Elmore Leonard, a masterful crime novelist whose razor-sharp dialogue and indelibly realized lowlifes earned him an unusual mix of mass-market appeal and highbrow acclaim, died Tuesday at his home in Bloomfield Township, Mich. He was 87.
The cause was complications from a stroke, said his researcher, Gregg Sutter.
A diligent, unpretentious writer who worked in relative obscurity for many years, Leonard went on to influence a generation of crime writers, whose sales may have eclipsed his but whose adoration of him never waned.
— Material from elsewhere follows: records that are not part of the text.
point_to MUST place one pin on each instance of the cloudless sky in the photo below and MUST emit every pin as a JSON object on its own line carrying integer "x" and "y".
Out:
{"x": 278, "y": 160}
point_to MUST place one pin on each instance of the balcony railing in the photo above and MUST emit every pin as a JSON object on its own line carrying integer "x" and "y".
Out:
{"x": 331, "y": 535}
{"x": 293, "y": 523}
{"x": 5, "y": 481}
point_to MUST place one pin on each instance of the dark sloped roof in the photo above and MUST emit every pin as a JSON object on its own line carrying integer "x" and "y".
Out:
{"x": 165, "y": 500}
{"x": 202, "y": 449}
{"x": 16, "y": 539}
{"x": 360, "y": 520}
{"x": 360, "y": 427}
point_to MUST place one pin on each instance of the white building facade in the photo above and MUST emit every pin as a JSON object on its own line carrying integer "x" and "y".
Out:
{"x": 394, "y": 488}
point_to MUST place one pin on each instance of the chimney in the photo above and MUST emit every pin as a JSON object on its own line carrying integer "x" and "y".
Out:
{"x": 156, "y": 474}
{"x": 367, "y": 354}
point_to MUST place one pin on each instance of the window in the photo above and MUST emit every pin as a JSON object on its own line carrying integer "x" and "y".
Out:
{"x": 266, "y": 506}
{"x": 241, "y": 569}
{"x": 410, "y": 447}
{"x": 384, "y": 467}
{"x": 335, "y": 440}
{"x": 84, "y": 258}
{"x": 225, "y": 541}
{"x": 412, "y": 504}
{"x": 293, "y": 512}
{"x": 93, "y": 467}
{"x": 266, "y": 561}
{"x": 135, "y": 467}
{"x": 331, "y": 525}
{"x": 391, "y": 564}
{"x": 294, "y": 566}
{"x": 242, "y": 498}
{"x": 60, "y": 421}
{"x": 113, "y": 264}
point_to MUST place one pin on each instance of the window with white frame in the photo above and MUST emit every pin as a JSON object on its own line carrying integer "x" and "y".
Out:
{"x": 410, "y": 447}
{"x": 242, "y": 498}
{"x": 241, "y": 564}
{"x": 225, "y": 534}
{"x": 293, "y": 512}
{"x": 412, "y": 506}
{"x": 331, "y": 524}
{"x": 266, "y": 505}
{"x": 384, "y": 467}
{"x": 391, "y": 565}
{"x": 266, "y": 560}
His lean, violent stories also served up choice film vehicles for actors including Paul Newman (Hombre), John Travolta (Get Shorty), George Clooney and Jennifer Lopez (Out of Sight), Charles Bronson (Majestyk), Roy Scheider (52 Pick-Up) and Pam Grier (Jackie Brown).
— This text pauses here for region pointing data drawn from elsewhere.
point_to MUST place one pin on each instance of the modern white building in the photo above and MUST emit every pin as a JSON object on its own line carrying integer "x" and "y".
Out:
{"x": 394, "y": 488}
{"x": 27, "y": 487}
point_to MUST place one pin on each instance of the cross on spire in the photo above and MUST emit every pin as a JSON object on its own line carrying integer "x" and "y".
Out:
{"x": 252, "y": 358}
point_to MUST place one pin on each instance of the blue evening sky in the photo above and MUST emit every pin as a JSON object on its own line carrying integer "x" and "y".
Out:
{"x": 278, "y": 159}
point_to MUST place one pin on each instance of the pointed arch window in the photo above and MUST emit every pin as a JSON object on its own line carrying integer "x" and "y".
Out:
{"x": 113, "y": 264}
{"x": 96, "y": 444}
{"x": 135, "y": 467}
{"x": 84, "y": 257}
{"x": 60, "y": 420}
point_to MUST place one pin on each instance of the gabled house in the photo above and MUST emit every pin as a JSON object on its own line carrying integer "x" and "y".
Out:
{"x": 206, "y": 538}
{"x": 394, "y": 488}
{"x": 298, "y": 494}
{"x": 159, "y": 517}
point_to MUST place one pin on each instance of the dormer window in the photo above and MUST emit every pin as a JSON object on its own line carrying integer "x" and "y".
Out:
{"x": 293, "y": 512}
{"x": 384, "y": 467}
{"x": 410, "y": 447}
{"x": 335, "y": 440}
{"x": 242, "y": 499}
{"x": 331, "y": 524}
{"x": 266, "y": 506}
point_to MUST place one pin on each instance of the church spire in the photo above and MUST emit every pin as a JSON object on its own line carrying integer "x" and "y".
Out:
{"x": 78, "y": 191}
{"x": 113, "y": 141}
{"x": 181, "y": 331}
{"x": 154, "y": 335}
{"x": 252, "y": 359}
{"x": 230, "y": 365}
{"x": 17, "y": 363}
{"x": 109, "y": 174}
What made Leonard stand out among other chroniclers of crime and punishment was his voice – laconic, funny, unsentimental – and his ruthlessly coherent vision of life in the lower depths. As described in a 2008 Washington Post profile, Leonard’s world is populated by cops who aren’t exactly good, crooks who aren’t exactly bad, and women who have an eye for the in-between.
Leonard was a quiet, reserved, owlishly bespectacled man who lived in the Detroit suburbs and sported Kangol caps and tweed jackets.
Although critics tended to lump him into the hard-boiled detective school of Dashiell Hammett, Raymond Chandler and Ross McDonald, Leonard resisted the tag of mystery writer, pointing out that his work lacks anything in the way of puzzles.
I develop characters, and I’m not sure where they’re going until I get to know them. In fact, I seldom know before I’m halfway through what the thing is about.